Marta appeared in the doorway, stopping abruptly as if flash frozen. She stood staring, Elena saw through her lashes. Elena had her lids lowered, her head flung back, as if she were in a trance and could see nothing. Marta made an awful choking sound. Elena was cold through but determined. Let the pretense end. Let the lying stop. Marta was still
standing just inside the bedroom staring, transfixed. Elena was beginning to get nervous. She was trying to decide if it was time for her to see Marta and scream. She felt stone cold. How long could Marta just stand there?

Then Marta began to scream herself. “No!” She cried out, “No!” moving now, toward the dresser just inside the door, the chest of drawers with a green bag on top and a pile of books. Jim froze and then leapt from between Elena’s legs and knelt on the bed babbling. “Marta, I’m sorry! It doesn’t mean anything!” he cried out.

Elena was naked and exposed to Marta. She had to explain quickly. “We love each other. We have to be together. We’re going to live together. I wanted him to tell you, but he wasn’t ready….” It did not feel victorious but bad. Sickening. Wrong all through.

Jim was mumbling, “Oh my god, oh my god, shit, shit…” He hopped off the bed and took a step toward Marta. “Marta, never mind the kid—”

She tried to calm him. “Jim, it’s okay. It had to happen. We have to make her understand how we feel about each other.”

Marta was fumbling with the green gym bag on the top of the dresser. The books cascaded to the floor. “You bastards! I’m pregnant, you bastards.” She was holding something now in both her hands, letting the bag drop with the books. She was clicking something into place. Elena scrambled off the bed in Jim’s direction, the bed now between them and Marta, who was holding something out. Elena looked around the room for her clothes. She was not sure where they had fallen. She grabbed the bedspread off the bed and wrapped it around herself. Jim was stepping into his briefs, yanking them on as if it mattered. Then she saw what Marta had in her hand. She stared, disbelieving.

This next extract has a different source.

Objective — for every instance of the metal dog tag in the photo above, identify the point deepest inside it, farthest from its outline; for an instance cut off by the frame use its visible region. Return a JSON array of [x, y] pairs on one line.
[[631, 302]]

“No,” Jim was saying to Marta. He took a step toward her and then backed rapidly away. “Baby, this doesn’t mean what you think. It’s a mistake! You don’t want to do this, Marta. Put down the gun.” He climbed back onto the bed, crouching there.

“While I’m working and in court, this is what you do, you bastards.” She raised the gun in both hands and shot. Elena threw herself in front of Jim. Marta fired shot after shot. Elena waited for the bullets to tear through her flesh. She had been meant to die in the desert and she had failed then. Now it would be complete. At least she would save her lover.